И в этих простых словах — «стыдно перед сыном будет» — было для меня больше, чем во всех речах о пользе просвещения, какие я слышал и читал. Человек отдавал сына в школу, наперёд готовый стыдиться перед ним собственной темноты, — и шёл на этот стыд сознательно, ради того, чтобы сын вышел из той тьмы, в которой сам он остался навек. Это и был тот разрыв круга, о котором потом, в школе, скажет мне Краснов, — но рабочий у ворот сделал его не словами, а делом: привёл Сёмку и снял картуз, и это стоило всех слов.
— Не стыдись, — сказал я ему. — Ты больше сделал, чем те, кто грамотен с пелёнок. Они получили даром, а ты сыну добываешь. Это дороже. Веди Сёмку, не сомневайся. И жене скажи: голова, мол, велел не сомневаться.

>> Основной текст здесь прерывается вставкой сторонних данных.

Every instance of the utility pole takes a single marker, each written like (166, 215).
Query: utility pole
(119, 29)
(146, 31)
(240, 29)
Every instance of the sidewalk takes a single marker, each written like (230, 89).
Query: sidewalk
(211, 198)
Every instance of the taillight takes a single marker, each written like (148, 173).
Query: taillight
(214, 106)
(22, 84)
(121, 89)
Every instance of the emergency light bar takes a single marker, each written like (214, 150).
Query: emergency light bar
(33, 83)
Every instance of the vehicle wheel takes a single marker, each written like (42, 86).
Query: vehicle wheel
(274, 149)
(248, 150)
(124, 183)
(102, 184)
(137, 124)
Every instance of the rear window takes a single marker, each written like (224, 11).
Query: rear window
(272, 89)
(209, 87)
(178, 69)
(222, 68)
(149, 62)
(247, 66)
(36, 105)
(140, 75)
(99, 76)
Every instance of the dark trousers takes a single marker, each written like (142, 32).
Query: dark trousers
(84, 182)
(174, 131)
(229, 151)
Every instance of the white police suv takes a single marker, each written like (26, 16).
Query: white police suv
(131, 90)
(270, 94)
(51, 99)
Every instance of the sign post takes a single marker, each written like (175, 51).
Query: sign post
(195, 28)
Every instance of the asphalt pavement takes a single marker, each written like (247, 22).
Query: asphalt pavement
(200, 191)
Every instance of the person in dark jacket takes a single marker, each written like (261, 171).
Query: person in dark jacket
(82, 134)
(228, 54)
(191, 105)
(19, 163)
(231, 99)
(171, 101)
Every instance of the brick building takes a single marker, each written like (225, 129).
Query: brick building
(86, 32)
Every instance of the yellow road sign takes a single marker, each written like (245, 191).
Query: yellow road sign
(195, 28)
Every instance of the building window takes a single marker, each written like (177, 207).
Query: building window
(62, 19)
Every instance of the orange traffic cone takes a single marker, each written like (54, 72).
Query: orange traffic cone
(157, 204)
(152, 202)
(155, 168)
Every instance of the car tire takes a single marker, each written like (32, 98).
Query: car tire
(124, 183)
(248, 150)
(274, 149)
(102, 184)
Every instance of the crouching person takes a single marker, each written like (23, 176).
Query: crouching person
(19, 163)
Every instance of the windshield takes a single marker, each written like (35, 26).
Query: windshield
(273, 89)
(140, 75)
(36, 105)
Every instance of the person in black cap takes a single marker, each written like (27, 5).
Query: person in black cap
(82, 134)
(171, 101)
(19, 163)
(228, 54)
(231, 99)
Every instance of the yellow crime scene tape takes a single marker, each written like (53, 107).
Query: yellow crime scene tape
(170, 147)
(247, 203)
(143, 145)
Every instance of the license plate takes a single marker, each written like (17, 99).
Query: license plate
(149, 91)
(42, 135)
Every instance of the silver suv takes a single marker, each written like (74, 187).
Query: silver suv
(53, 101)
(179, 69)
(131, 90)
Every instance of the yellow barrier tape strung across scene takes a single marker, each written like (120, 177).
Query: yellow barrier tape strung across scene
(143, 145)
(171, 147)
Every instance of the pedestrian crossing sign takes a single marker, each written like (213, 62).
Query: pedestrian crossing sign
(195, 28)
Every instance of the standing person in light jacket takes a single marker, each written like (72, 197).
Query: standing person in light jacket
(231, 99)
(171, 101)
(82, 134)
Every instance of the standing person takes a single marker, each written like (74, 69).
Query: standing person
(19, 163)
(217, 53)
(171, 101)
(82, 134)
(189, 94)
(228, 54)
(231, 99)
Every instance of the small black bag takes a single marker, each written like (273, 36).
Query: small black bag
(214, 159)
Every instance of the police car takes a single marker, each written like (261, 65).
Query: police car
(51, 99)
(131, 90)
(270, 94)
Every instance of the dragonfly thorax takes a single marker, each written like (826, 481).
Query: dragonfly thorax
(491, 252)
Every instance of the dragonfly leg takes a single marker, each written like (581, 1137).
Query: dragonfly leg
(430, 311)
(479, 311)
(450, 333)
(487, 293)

Он закивал, заулыбался, повёл Сёмку в школу, оглядываясь, и я подумал, что ради одного этого разговора стоило затевать всю школу, даже если бы пришёл один Сёмка.
У школы меня встретил Лещев — новый учитель, Симон Афанасьевич, выписанный через казанский канал Варвары.
Я видел его до того лишь однажды, при найме, и теперь приглядывался заново. Человек лет тридцати с небольшим, из духовного звания — кончил Казанскую семинарию, потом учительствовал при приходе и в частной гимназии, — он имел ту особенную складку, какая бывает у небогатых, серьёзных, рано повзрослевших людей, привыкших жить трудом и ответственностью. Не заискивал, не суетился. Поклонился сдержанно, поздоровался ровно, и в этой ровности я прочёл человека, который пришёл работать, а не угождать.
— Готовы, Симон Афанасьевич? — спросил я.
— Готов, Павел Андреевич, — ответил он. — Доска есть, грифели есть, азбуки заказаны, придут к концу недели, а покуда буду по своей одной показывать. Тридцать два человека записалось. Думаю, придёт двадцать пять — иные семьи передумают в последний час, побоятся, что без детских рук в хозяйстве туго. Это обыкновенно. К зиме, когда увидят, что от учения вреда нет, подтянутся и остальные.
Мне понравился этот ответ. В нём не было ни казённого оптимизма, ни жалоб; была трезвая мера человека, знающего своё дело и людей, с которыми будет иметь дело. Он не обещал тридцати двух — он называл двадцать пять и объяснял почему. Такому можно доверить школу: он не разочаруется на первой же неявке и не бросит.
— Двадцать пять — хорошо для начала, — сказал я. — Лучше двадцать пять, что доходят, чем тридцать два на бумаге. Начнём с тех, кто пришёл.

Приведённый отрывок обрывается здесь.